Есть у римской церкви и признанные папой грехи в современной истории, и среди них – «безмолвие перед тоталитаризмом».

Сам папа всегда боролся с коммунизмом (может быть, благодаря этому и стал первым в новейшей истории папой-неитальянцем). И это тоже мне близко, понятно в нем. Нравится и то, насколько папа разносторонний человек: философ, спортсмен, актёр, поэт и драматург, политический деятель.

Но самое интересное лично для меня: каким образом папа сумел внести в железные каноны римско-католической церкви, в её размеренную жизнь свою неуспокоенность, страсть к реформированию, свою глубокую индивидуальность?
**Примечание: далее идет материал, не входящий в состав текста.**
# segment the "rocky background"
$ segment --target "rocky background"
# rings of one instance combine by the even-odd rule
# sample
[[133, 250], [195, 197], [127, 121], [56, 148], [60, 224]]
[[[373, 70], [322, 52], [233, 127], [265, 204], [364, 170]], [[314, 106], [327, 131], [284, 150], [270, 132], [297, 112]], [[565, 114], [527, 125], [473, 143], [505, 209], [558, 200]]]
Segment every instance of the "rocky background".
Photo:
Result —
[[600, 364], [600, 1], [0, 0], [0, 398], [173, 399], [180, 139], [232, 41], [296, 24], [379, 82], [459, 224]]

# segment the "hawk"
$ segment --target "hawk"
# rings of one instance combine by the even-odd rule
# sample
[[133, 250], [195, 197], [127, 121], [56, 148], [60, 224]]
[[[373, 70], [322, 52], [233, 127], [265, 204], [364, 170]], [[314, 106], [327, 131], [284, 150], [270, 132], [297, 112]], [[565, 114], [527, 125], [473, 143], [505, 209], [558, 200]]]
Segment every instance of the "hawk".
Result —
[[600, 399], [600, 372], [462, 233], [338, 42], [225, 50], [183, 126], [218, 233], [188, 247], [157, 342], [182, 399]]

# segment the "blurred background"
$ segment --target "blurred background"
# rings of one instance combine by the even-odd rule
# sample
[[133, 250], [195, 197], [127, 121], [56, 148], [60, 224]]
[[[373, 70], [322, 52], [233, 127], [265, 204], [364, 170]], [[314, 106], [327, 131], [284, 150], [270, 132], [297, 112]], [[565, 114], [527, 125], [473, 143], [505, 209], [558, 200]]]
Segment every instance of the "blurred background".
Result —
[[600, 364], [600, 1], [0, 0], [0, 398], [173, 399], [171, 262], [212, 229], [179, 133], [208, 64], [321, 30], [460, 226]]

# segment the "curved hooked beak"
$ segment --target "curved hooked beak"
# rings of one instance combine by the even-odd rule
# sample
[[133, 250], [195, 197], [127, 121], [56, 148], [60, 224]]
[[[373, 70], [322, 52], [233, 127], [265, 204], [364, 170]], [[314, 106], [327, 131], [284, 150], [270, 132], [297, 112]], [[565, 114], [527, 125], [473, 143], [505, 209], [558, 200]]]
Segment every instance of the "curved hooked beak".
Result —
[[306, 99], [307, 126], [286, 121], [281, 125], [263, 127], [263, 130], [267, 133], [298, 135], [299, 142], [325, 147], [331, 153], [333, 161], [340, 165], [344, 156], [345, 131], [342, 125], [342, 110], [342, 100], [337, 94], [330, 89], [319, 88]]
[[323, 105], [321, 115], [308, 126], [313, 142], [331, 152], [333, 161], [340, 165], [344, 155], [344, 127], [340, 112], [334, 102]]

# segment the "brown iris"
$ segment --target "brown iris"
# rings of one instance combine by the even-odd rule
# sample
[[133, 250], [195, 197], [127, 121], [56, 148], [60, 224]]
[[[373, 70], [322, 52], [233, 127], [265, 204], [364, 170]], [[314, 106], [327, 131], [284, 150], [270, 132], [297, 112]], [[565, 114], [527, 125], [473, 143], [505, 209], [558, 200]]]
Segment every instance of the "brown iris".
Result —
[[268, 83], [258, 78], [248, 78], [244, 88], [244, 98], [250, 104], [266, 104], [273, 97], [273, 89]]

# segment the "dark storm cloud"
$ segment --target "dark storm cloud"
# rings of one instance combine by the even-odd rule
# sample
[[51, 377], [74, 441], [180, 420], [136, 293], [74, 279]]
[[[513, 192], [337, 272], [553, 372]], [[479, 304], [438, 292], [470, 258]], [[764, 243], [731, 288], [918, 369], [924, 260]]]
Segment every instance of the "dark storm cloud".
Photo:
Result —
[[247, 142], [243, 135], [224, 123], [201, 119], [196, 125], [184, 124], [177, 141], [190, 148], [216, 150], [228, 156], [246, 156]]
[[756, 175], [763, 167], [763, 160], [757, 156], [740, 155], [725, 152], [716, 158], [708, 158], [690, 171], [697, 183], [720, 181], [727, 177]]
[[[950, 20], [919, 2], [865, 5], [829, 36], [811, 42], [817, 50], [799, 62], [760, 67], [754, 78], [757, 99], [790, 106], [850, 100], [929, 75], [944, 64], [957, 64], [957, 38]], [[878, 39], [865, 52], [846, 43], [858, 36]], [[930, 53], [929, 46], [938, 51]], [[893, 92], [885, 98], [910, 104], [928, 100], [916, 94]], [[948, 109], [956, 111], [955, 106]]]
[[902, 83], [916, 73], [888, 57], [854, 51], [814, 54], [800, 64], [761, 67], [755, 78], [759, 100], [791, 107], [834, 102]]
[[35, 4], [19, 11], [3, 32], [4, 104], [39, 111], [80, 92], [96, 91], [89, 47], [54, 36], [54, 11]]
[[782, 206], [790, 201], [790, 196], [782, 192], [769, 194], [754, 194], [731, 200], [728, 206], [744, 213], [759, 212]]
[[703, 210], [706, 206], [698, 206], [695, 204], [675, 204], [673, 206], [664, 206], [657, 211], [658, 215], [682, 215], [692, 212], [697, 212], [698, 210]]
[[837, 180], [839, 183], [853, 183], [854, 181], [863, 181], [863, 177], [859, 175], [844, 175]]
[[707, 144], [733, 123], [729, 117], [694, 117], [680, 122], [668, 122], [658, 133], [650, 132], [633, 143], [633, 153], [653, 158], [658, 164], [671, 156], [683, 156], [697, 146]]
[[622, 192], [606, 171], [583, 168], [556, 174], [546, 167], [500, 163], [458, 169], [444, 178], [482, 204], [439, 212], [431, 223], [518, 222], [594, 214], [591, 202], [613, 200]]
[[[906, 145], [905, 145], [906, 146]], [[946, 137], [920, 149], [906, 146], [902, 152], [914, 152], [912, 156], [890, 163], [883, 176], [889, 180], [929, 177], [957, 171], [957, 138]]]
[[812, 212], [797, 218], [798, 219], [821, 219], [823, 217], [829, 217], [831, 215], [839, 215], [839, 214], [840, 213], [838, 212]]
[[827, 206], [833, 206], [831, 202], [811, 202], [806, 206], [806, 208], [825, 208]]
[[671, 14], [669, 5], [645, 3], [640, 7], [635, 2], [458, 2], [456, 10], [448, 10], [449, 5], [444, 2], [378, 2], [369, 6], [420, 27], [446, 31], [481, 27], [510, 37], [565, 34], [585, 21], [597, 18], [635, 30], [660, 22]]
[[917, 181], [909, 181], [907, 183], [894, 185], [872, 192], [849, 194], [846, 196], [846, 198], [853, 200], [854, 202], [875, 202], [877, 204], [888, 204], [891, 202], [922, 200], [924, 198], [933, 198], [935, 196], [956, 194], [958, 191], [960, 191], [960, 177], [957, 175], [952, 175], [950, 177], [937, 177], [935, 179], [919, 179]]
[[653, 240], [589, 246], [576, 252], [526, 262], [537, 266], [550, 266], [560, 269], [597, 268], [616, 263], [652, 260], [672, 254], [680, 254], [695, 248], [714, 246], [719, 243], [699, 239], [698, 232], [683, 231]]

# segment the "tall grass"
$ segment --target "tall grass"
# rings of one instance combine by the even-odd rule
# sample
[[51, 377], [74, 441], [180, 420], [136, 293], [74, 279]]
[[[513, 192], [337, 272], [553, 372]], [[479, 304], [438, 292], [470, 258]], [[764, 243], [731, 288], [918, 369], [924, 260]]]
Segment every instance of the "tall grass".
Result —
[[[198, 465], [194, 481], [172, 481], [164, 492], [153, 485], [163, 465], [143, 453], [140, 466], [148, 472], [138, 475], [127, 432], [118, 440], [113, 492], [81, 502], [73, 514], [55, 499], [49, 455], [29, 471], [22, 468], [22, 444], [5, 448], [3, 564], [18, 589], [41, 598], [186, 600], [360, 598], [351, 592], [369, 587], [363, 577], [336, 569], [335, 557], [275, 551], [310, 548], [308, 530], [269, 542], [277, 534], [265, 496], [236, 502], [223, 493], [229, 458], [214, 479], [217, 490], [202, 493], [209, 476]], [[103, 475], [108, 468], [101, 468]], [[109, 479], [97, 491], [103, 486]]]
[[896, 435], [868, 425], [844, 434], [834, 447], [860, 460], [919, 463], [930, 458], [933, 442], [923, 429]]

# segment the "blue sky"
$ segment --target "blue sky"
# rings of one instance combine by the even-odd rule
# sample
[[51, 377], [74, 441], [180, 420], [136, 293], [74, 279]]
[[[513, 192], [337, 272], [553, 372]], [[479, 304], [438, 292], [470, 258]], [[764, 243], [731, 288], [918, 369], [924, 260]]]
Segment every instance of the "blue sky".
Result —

Наверное, в этом и есть его загадка.

Я с удовольствием подарил папе сборник его стихов, переведённый и изданный в России. Он поблагодарил, пожелал мне здоровья и неожиданно спросил: можно ли познакомить его со всей российской делегацией? Я сказал: конечно, можно. Честно говоря, такого случая за всю мою долгую практику не припомню: в огромном зале Ватикана стояли все, кто приехал со мной в Италию, – водители, охрана, официанты, парикмахер, советники, переводчики…

Всего около тридцати человек. С каждым папа поздоровался, каждому подарил сувенир на память – чётки, каждому заглянул в глаза.